Der FileChooser ist eine "Hilfe" für den Anwender, damit er einfach Dateien auswählen kann. Du kannst dir _relativ_ sicher sein, dass z.B. beim Aufruf von http://java.sun.com/j2se/1.4.2/docs/api/javax/swing/JFileChooser.html#getSelectedFile() eine gültige Datei zurückgeliefert wird. Diese kannst du dann weiterverarbeiten z.B. einlesen etc.
Als Beispiel, dass es sinnfrei wäre, dass der FileChooser dir die Datei "voröffnet": Was ist, wenn er dort was überschreiben soll / löschen. Dann bringts dir nischts, wenn er die öffnet. Außerdem was sollte eine GUI-Komponente mit einer Datei (File) anfangen?


----------



## schneffi (24. Feb 2009)

das ist schon klar, bloß WIE kann ich die Datei dann weiterverarbeiten?

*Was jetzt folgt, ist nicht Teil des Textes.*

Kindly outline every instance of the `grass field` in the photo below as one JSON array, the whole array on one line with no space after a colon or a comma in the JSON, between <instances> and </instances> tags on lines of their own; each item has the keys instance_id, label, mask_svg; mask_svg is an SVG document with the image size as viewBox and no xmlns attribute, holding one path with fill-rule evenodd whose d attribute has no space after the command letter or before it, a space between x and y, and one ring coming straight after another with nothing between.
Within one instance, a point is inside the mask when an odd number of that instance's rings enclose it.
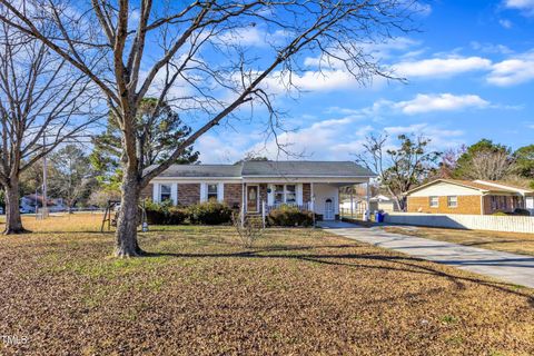
<instances>
[{"instance_id":1,"label":"grass field","mask_svg":"<svg viewBox=\"0 0 534 356\"><path fill-rule=\"evenodd\" d=\"M2 355L534 354L532 289L322 230L151 227L116 259L95 216L27 222L0 237L0 335L27 337Z\"/></svg>"},{"instance_id":2,"label":"grass field","mask_svg":"<svg viewBox=\"0 0 534 356\"><path fill-rule=\"evenodd\" d=\"M433 240L494 249L497 251L534 256L534 234L459 230L432 227L404 228L402 226L386 227L385 230L429 238Z\"/></svg>"}]
</instances>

Wenn ich mit dem FileChooser zb eine .jpg Datei öffnen will, also ein Bild, will ich, dass das Bild angezeigt wird und nicht, dass das Programm nur ne gültige Datei zurückgibt.

Es geht ja in erster Linie erstmal darum, dass ich mit dem Programm eine beliebige (oder auch nicht) Datei erstmal nur öffnen kann! Wie es dann weiter geht ist ja erstmal egal.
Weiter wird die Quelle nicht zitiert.